Making a party wait two and a half years for his or her OPRA case to conclude is not in keeping with OPRA’s goal of making government records “readily accessible” and providing requestors with “a summary or expedited” adjudication process when access to records is denied. See, N.J.S.A. 47:1A-1 and 47:1A-6.
One of the many reasons for the GRC’s slowness is its heavy reliance on administrative law judges to resolve factual disputes. While it makes sense to have administrative judges preside over contested OPRA matters where a case’s underlying facts are in serious dispute and extensive discovery and witness testimony is required, the GRC should refrain from farming out routine matters that the GRC’s staff members are capable of deciding themselves.
For example, on October 25, 2016, the GRC nearly wrapped up Shawn G. Hopkins v. Monmouth County Board of Taxation, et al–a case which was originally filed with the GRC in January 2014. Hopkins won his case and the only issue left to be decided was the amount of attorney fees the government agencies that denied Hopkins’ requests had to pay.
Hopkins’ attorneys had filed certifications with the GRC stating the number of hours they worked on the case and their hourly rates. What was left for the GRC to do was determine whether the hours the attorneys claimed to have worked were fair and whether their hourly rates were reasonable. Multiplying the rates by the hours would yield the “loadstar” amount of fees which then could be adjusted upward if warranted by the novelty or difficulty of the case.

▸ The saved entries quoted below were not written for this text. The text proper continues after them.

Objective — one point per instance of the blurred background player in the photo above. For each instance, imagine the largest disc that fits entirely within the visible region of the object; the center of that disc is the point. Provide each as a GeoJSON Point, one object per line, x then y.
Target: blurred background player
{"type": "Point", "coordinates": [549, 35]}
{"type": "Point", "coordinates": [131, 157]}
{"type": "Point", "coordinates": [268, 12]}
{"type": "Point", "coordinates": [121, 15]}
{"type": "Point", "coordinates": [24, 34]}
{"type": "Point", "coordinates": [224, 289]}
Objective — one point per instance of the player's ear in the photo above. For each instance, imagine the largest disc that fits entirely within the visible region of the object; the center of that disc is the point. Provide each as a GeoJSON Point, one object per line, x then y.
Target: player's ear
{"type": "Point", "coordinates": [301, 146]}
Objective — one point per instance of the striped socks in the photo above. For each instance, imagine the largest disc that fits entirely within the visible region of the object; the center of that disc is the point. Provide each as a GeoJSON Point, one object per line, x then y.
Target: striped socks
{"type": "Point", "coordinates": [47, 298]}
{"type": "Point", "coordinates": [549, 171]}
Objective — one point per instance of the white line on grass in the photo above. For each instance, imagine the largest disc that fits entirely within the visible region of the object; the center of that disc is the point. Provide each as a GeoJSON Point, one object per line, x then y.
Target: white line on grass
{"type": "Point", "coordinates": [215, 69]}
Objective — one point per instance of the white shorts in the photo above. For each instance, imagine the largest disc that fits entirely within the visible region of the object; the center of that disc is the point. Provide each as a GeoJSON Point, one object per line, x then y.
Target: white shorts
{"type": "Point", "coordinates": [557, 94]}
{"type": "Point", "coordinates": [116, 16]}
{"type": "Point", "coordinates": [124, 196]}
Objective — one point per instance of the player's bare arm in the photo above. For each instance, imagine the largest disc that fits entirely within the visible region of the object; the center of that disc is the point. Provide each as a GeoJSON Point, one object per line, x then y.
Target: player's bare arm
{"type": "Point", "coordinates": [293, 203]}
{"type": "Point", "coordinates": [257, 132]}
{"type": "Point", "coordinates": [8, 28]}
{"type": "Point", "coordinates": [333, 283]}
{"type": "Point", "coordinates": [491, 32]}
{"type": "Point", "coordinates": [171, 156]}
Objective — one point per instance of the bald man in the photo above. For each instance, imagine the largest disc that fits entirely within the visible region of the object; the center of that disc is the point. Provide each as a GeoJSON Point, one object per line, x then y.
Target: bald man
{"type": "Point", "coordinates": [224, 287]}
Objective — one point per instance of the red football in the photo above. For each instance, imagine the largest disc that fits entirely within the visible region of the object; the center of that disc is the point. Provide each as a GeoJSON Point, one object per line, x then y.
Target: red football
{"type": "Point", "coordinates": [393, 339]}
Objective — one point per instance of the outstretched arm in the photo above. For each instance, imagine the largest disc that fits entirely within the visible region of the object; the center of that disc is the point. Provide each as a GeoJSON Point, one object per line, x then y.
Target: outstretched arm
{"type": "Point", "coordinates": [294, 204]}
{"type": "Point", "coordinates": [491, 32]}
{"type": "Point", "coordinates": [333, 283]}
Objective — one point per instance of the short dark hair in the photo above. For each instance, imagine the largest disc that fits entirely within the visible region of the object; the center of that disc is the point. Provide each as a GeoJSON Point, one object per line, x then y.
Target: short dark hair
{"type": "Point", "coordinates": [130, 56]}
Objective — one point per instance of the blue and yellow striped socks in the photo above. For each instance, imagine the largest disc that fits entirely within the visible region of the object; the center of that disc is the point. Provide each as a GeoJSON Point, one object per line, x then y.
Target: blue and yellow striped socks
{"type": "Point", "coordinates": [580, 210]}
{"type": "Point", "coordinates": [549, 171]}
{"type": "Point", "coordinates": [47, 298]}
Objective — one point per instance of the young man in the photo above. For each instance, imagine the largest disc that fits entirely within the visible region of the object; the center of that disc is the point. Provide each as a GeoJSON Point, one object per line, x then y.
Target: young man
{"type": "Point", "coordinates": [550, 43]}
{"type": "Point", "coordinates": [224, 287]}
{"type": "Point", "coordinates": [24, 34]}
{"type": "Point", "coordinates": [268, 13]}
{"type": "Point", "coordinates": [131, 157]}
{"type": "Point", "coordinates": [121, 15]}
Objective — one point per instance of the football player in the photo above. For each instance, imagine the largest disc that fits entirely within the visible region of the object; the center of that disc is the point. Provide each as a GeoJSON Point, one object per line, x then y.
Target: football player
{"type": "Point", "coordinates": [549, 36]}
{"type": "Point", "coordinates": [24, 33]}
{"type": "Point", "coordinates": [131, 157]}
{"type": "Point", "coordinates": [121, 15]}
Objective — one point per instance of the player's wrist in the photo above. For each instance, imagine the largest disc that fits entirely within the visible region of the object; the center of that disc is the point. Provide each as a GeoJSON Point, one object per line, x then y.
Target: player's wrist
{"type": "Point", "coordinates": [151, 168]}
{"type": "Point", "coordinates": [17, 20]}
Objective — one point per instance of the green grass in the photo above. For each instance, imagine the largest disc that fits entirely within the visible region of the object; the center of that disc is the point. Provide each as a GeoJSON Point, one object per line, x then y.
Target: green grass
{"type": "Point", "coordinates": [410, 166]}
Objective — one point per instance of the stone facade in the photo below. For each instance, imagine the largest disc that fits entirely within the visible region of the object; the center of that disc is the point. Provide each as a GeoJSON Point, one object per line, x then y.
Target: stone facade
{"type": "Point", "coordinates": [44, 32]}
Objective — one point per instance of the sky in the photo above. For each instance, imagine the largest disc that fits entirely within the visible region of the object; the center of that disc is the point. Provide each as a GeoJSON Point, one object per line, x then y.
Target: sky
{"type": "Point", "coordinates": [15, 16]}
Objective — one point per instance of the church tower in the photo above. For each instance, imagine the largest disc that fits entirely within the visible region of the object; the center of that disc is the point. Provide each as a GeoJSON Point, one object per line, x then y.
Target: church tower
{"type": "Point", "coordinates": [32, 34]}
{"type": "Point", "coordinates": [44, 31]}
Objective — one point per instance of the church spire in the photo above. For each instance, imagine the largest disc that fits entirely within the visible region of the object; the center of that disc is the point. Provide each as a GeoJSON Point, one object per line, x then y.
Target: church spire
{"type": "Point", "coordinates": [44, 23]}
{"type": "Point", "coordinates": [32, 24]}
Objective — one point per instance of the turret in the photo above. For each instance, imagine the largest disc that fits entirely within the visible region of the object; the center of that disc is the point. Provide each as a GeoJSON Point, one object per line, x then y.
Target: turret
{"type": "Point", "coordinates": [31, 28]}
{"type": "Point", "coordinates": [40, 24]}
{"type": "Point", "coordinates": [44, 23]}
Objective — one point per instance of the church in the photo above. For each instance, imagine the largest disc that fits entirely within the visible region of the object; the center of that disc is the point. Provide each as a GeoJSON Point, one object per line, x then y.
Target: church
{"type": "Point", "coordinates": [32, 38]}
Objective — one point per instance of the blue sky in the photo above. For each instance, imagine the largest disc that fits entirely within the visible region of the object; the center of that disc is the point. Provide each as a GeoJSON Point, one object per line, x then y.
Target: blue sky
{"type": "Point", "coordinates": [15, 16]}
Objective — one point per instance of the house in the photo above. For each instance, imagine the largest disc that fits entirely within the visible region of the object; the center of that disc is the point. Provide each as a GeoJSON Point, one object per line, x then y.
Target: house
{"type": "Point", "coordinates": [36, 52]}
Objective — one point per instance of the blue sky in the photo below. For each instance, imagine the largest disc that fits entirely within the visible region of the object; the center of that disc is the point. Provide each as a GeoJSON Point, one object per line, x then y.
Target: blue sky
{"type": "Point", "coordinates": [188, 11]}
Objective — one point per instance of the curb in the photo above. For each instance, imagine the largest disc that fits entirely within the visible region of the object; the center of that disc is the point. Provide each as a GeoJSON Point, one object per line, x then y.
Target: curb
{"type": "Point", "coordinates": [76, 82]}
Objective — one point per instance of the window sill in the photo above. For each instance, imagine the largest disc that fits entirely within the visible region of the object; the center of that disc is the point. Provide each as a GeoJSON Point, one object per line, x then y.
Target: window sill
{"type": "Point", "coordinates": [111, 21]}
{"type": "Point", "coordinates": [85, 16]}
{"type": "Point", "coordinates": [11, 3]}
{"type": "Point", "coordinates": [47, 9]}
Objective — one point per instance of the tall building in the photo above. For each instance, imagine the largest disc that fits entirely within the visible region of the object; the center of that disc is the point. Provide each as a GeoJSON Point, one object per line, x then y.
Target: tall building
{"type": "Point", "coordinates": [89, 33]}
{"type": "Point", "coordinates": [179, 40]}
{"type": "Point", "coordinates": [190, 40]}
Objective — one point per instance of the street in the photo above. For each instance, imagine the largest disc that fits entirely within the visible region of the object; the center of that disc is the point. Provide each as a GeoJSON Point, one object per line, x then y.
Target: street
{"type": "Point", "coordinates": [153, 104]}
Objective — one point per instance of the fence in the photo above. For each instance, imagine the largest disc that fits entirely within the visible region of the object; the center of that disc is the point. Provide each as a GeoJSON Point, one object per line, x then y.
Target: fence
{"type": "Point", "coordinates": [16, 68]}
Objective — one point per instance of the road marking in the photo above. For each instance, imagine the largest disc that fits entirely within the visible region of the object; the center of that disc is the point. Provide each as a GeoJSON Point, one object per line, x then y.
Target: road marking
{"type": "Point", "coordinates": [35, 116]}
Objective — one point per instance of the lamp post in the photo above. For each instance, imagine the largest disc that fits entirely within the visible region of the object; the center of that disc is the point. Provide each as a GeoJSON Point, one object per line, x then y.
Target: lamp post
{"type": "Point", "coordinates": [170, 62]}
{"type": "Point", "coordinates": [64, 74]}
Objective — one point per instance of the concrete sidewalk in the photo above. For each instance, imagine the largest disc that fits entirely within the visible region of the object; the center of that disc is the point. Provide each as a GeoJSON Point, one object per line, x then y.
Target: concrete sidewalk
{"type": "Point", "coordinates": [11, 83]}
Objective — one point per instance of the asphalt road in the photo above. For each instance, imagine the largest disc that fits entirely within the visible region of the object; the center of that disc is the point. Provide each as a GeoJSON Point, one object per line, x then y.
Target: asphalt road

In its October 25, 2016 opinion, the GRC decided to punt the determination of Hopkins’ attorney fees to an administrative law judge. In its decision, the GRC said that it “has limited experience in attorney fees” and was satisfied that an administrative law judge “is in the best position to resolve the parties’ arguments and reach a reasonable prevailing party fee determination.”
Why cannot the GRC determine the proper fee amount itself? It has done so in other cases (see, e.g. Jeff Carter v. Franklin Fire District #2, Complaint No. 2011-228).
It will likely take the administrative law judge another six months to a year to resolve the attorney fee issue. And, upon receipt of the judge’s recommendation, it will take an additional month or two for the GRC to affirm that fee amount.
The parties to this matter and their attorneys have waited long enough for this case to be resolved. The GRC should not have referred this matter to the Office of Administrative Law. Rather, it ought to have determined a fair attorney fee award itself.